Thanks for adding the historical detail, Smarticus. I think you are drawing a long bow to equate the Greek notion of Hades with an active "punishment", though. The equation of life with joy, color and movement, and the equation of death with emotionlessness (as in depression), greyness and isolation are symbols which have been embedded in the human psyche since we became capable of symbolic thought.
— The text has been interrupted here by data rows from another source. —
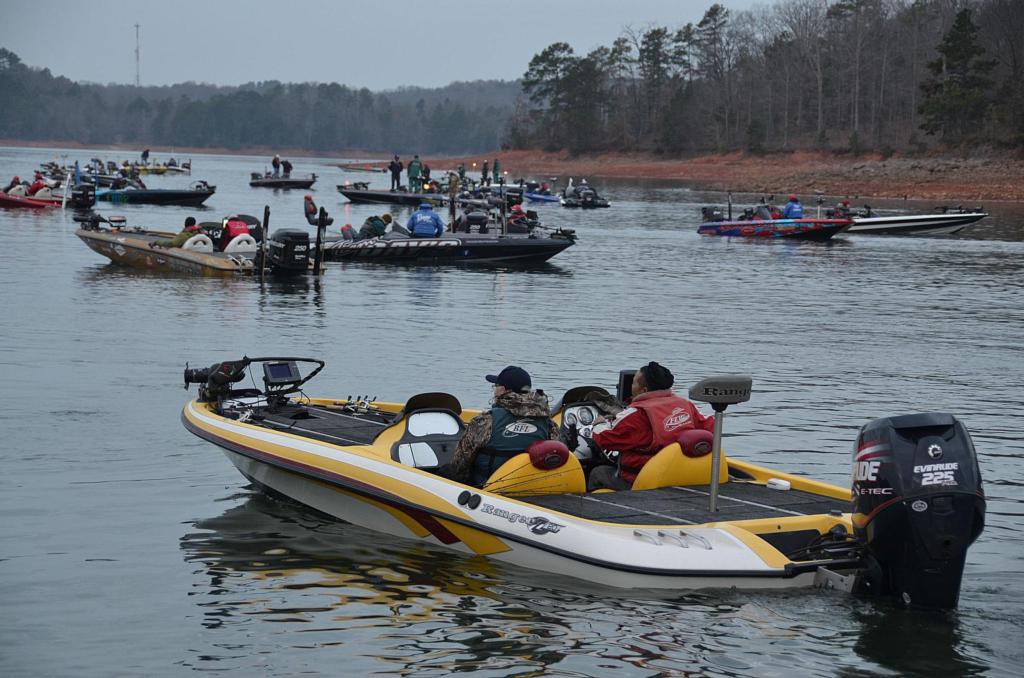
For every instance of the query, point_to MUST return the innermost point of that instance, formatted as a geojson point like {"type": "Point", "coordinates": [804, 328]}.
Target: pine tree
{"type": "Point", "coordinates": [957, 96]}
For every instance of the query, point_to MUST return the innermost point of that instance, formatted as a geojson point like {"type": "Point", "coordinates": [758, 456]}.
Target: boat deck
{"type": "Point", "coordinates": [736, 501]}
{"type": "Point", "coordinates": [327, 424]}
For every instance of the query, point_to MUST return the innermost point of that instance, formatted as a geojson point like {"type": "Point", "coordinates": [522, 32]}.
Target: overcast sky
{"type": "Point", "coordinates": [380, 44]}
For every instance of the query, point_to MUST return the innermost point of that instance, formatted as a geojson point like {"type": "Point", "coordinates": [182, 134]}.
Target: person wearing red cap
{"type": "Point", "coordinates": [654, 419]}
{"type": "Point", "coordinates": [37, 184]}
{"type": "Point", "coordinates": [794, 209]}
{"type": "Point", "coordinates": [518, 418]}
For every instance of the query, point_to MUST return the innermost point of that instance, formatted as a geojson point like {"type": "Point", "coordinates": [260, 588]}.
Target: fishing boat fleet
{"type": "Point", "coordinates": [693, 517]}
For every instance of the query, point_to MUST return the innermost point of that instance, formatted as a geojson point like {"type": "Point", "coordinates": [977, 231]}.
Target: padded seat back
{"type": "Point", "coordinates": [430, 438]}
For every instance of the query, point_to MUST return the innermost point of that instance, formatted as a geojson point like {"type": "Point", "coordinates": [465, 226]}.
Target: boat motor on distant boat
{"type": "Point", "coordinates": [232, 246]}
{"type": "Point", "coordinates": [693, 518]}
{"type": "Point", "coordinates": [268, 180]}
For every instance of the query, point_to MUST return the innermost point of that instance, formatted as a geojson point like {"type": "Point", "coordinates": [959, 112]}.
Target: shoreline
{"type": "Point", "coordinates": [939, 177]}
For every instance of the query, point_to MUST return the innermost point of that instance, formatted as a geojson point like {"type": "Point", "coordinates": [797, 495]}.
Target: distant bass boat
{"type": "Point", "coordinates": [359, 193]}
{"type": "Point", "coordinates": [805, 228]}
{"type": "Point", "coordinates": [694, 518]}
{"type": "Point", "coordinates": [230, 247]}
{"type": "Point", "coordinates": [193, 197]}
{"type": "Point", "coordinates": [271, 181]}
{"type": "Point", "coordinates": [81, 197]}
{"type": "Point", "coordinates": [945, 221]}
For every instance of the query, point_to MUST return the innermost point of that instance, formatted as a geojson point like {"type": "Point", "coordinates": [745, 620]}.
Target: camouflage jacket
{"type": "Point", "coordinates": [534, 404]}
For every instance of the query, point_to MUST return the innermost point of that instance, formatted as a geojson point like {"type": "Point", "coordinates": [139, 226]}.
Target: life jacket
{"type": "Point", "coordinates": [237, 227]}
{"type": "Point", "coordinates": [510, 435]}
{"type": "Point", "coordinates": [424, 223]}
{"type": "Point", "coordinates": [669, 416]}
Those symbols do not automatically equate to an active being meting out "judgement", although they are readily appropriated in service of that notion.

maestrowhit profile image

maestrowhit 8 years ago from Virginia

great hub! it certainly proved useful to me. I was directed to it by a commenter on my forum: http://hubpages.com/forum/topic/8972

This brings to my mind a biblical passage that I can't quite place. It says something about Satan becoming like an angel of light. Could the progression of God's word with the advance of the English language be what that is talking about? I think so maybe. What so many people think the Bible means by Hell now is actually very contrary and debilitating to the real truth. I really want to learn the original languages of the scriptures now.

Inspirepub profile image

Inspirepub 8 years ago from Sydney, Australia Author

Thanks, maestrowhit - I completely agree with you, and for much the same reasons you outline in your forum thread.

I express it thusly - God is Love. Perfect Love casteth out fear. Therefore, anything which generates fear is not of God.

Tom Cornett profile image

Tom Cornett 7 years ago from Ohio

As for Me...I worship the Great Colonel of Chicken. The evil Gumby crawled under his beard, bit him and turned him into an eraser! Than dammnated Gumby was a spy for Lee's Famous Recipe! The Colonel is a rubber head now but his power is still present in his 34 million chicken eating followers.

We all know where those Lee's people go when they die...don't we. Chicken HELL!

Davinagirl3 profile image

Davinagirl3 7 years ago


mindmatters profile image

mindmatters 6 years ago from South Africa

Only time will sort out this whole mess. Those who believe will carry on their existence in heaven and those who don't believe will have eternity in hell to weigh up the merits of their debate about the place they find themselves in - a real heated debate.

Trish_M profile image

Trish_M 5 years ago from The English Midlands

Hi Inspirepub :)

Just found this, and, though I didn't believe in 'Hell' and 'damnation', anyway, I hadn't got around, yet, to checking the origins of these words.

Thanks for helping me out ~ brilliant! :)

davidkaluge profile image

davidkaluge 5 years ago

It will be wrong for anyone to accept your hub as fact because it is one of the various arguments for or against hell. This is because others have claims/proves to support the existence of hell. I can say that the old testament did not point much to hell. It started with new testament. I wrote a hub " why the need for hell" This is because some people are already suffering and are in hell here,on earth, while they may go to hell except they accept Jesus.If the bible wrongly translated, why not correct it.

davidkaluge profile image

davidkaluge 5 years ago

Its a shame that while atheist say there is no God. Those that belief in God are not certain of his ways, laws, desires among others. It will be lovely if all Religion will speak with one voice for or against hell but it may never happen. I think the hell theory was invented to balance the theory of reward/heaven. It now seems sinners will only have to sleep forever without any punishment. People say the bible was just designed to control the masses. I think humanity have to learn to reason for themselves.